The weather system that continued to blow through the Southwest followed us to Monument Valley and we found ourselves snowed in the first day with the visitor center closed; it was basically a white out and we were stuck indoors with limited wi fi. It’s rare thing to see Monument Valley in the snow; we had been here before nearly ten years ago, though seeing it again after so long brought the grandeur of the place back into the mind’s eye.
By late morning, the buttes were hugged by cloud cover that dissipated as the day went on, releasing blue sky that encouraged the melt. As soon as the roads became passable we decided to visit the Goulding Trading Post and the flurries picked up again as we made our way back to the RV park. We extended our stay an extra day as we had a horseback ride booked but that wasn’t going to happen so we rescheduled.

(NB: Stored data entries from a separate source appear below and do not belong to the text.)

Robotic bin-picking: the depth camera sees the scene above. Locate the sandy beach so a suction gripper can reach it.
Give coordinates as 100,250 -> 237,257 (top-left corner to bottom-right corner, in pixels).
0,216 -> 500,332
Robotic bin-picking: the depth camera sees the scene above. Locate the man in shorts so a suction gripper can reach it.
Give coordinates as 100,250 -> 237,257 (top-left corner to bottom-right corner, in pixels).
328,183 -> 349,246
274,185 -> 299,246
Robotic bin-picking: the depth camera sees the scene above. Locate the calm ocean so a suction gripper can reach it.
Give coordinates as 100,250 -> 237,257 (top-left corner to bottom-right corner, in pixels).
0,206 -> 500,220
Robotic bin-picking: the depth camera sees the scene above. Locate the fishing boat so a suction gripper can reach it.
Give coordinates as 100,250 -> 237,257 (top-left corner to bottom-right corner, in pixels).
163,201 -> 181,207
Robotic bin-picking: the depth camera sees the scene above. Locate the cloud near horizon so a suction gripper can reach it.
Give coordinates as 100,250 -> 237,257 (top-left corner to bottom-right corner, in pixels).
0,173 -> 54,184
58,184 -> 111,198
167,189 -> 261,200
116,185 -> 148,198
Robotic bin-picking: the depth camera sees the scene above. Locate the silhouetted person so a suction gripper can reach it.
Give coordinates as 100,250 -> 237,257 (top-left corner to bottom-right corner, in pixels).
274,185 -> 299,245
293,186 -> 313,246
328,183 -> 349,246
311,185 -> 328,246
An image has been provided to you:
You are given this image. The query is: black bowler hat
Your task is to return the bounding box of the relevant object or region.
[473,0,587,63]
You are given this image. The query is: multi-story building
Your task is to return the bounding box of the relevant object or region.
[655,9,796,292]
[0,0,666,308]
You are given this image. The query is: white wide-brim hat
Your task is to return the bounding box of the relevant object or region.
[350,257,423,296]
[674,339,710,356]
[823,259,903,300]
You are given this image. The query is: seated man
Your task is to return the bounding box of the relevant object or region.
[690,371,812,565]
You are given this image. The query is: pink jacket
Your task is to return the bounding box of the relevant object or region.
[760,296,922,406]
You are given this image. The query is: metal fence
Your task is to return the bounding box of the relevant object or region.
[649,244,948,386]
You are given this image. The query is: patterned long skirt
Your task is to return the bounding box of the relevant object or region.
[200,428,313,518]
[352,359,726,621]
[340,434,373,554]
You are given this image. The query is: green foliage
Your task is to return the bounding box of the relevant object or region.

Based on weather forecasts during our planning phase, we hadn’t planned to be in such frigid temps. We had picked up antifreeze in Page as a backup plan and were certainly were glad we did. We poured antifreeze in the tanks and set a warming lamp by the fresh water and water pump but despite our efforts, including running faucets in the middle of the night, our pipes feeding the freshwater froze; the temperatures plunged into the teens. In the morning we turned the rig around to get the now blazing sun against the water intake side to heat things up.
We eventually ventured to the MV Visitor Center which was virtually deserted and poked around the shop and picked up a Navajo medicine man carving, our standard magnet, and a book on the Dine’ as I am forever fascinated by the culture.
When we got back to BigB we coaxed the water through the pipes and were relieved when they started flowing again.
We decided to drive up to Mexican Hat and encountered the site immortalized by Forrest Gump – the scene where he’s running through Monument Valley and decided he didn’t want to run anymore; people were standing in the road trying to get selfies, even though you’re not supposed to stop in the road they of course slowed down traffic. It was the wrong time of day to get a photograph anyway.
We decided to lunch in Mexican Hat at the same restaurant we ate at nearly ten years before. Another Navajo Taco..
We got back for our scheduled horseback ride. It had gotten up into the low forties and was sunny. The KOA (a chain of RV parks) we were staying at had a horse stable attached to it. We met Guy who was the older Navajo gentleman in charge along with Priscilla and Harrison. Harrison was set to be our guide for the day. He was 26 years old and his family owned a large chunk of land in the valley. He was a mechanic who also specialized in training horses.
We set out to ride along the mesa that skirted the buttes.
It was great having a conversation with Harrison – I was more interested in what he had to say than the ride as the day was getting increasingly cold and was starting to chill my bones.
The struggle with the younger Navajo generation as they want to see progress but the elders are concerned that they will go the “white man” way. Meaning they would lose their balance, and when this happens they suffer afflications that need to be healed by their medicine men and ceremonies. I had noticed the large branches stacked up like tee pees and suspect those were the sweat lodges they used for purification and healing.
There is also a conundrum of availability of basic staples closer to them instead of having to drive all the way to Page to get their shopping done at reasonable prices. If they shop at Goulding they are paying exhorbinant prices for basic goods.
Navajo country is such a spiritual and profound place and it could easily be overrun with opportunistic developers destroying what is dearly sacred (they have already experienced this creep with the Uranium mining). We rode through the ancient mesas, their recesses still covered in spits of snow.
We finished the day feeding the horses carrots and I was glad to stretch my aching knees and looking forward to a glass of wine. Fortunately BigB wasn’t far away, set in the backdrop of the valley.
As I watched the day fade, the pink hues of twilight softened the deep magenta sandstone, the brushstokes of evening blended with the landscape growing deeper as the stars began to rise.
It’s fascinating to think that this place used to be oceanic and these buttes were part of a watery underworld. With the way things are going it might once again reclaim that heritage.
This landscape is not a national park, it is part of the Navajo Nation. The massive red buttes stand guard in a sacred bond; a testimony to the endurance and beauty of the the Dine’.